Nous sommes libres, en démocratie du moins, d’aimer qui nous voulons, d’embrasser la sexualité de notre choix mais vient un moment où il faut prendre le risque de l’autre qui va bouleverser nos attentes, nous affranchir du triste tête-à-tête avec nous-mêmes. L’indépendance n’est pas le dernier mot de l’homme, voilà ce que nous dit l’amour qui place une foi aveugle en l’autre : de là que le pire des malheurs sur terre soit la disparition des quelques personnes qui nous sont chères et sans lesquelles la vie n’a plus ni sens ni saveur. Mais l’amour n’est pas le dernier mot de la destinée humaine s’il signifie ennui et malheur, voilà ce que nous dit l’individualisme. Nous ne cessons de nous débattre entre ces deux injonctions, de confondre la liberté du choix amoureux, immense progrès, avec le choix de la liberté individuelle. Dans un cas, on développe une solidarité conjugale qui surpasse le moi insulaire de chacun des conjoints; dans l’autre on fait passer l’ego avant le nous, au risque de juxtaposer deux solitudes.
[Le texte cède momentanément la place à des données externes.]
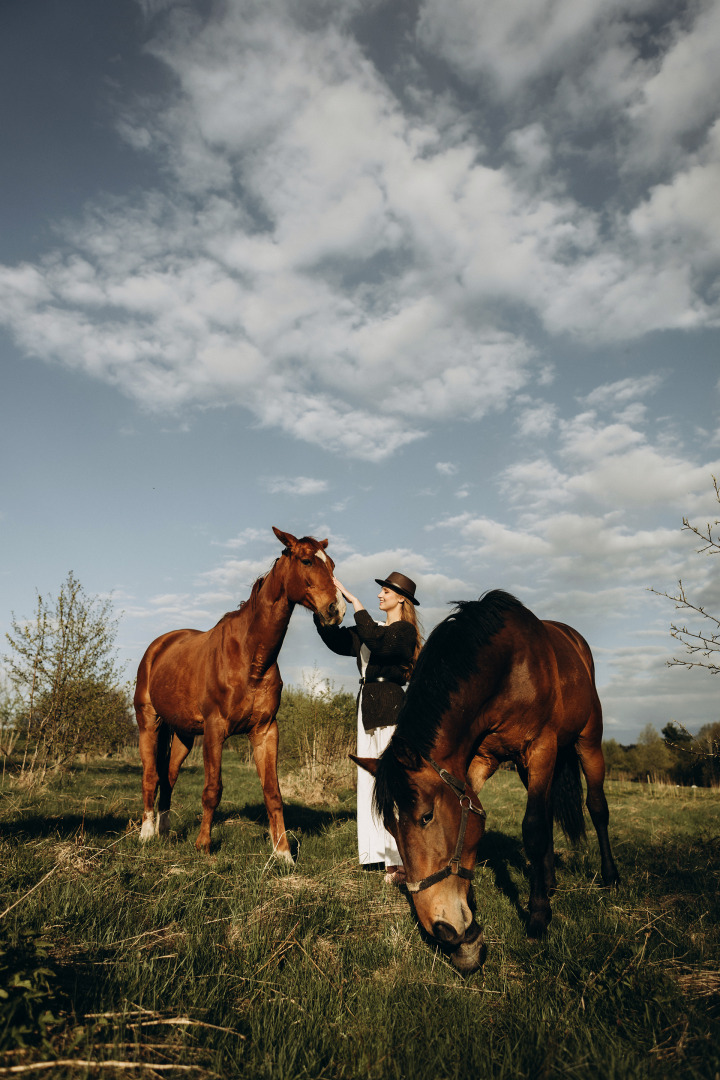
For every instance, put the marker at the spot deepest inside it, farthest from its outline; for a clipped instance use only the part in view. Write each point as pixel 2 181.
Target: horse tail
pixel 568 795
pixel 164 745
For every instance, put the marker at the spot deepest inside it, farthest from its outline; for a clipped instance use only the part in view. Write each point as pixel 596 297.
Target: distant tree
pixel 615 756
pixel 702 640
pixel 650 756
pixel 64 669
S’il y a un rêve moderne (vieux comme le monde mais aujourd’hui massivement partagé), il tient tout entier dans cette double aspiration : jouir de la symbiose avec l’autre tout en restant maître de sa vie.   

   A quoi s’ajoute la volonté de ne rien perdre des amitiés de l’enfance et de l’adolescence comme le prouvent les séries américaines Friends ou Sex and the City, communautés d’ami(e)s qui préfèrent une multitude de liens affectueux à l’unicité d’un lien amoureux. Persistance de la bande jusque dans l’âge adulte, refus de voir la vie professionnelle la briser au sortir du lycée ou de l’université. On veut maintenir soudés ces petits groupes qui restent dépositaires d’une mémoire de solidarité et de frasques, réfuter l’opposition entre le meilleur ami et l’épouse légitime ou vice versa. L’amour est une aventure dont nous ne voulons pas nous priver à condition qu’elle ne nous prive d’aucune autre aventure. Bref, tels de grands enfants, nous voulons tout et le contraire de tout : rester relié sans être attaché à quiconque, ce que favorise la technologie. Le téléphone est ainsi l’époux des célibataires qui leur permet d’être avec tous sans avoir à côtoyer personne. Les moyens de rompre la solitude, le Net, les portables sont d’abord un moyen de la confirmer puisqu’ils la rendent tolérable.
   Prenez l’expression célèbre : « Mon corps m’appartient. » Pas de phrase plus juste de la part des femmes dépossédées depuis toujours de la libre disposition d’elles-mêmes par l’ordre dominant et qui souhaitent décider de leurs options amoureuses ou maternelles. Mais si mon corps n’appartient qu’à moi, si nul n’en veut, à quoi bon ce titre de propriété? Au malheur d’être traité comme un objet sexuel, corvéable à merci, correspond l’autre malheur de n’être jamais attendu ni désiré. Nous commençons par affirmer une pleine et farouche souveraineté sur nous-mêmes qui finit par nous peser si nul ne vient nous solliciter. Nous voici absurdement mis en demeure pour préserver la liberté de perdre l’amour ou pour garder l’amour de renoncer à notre liberté ».   

     Pascal Bruckner. Le paradoxe amoureux. Grasset, p.32 à 37.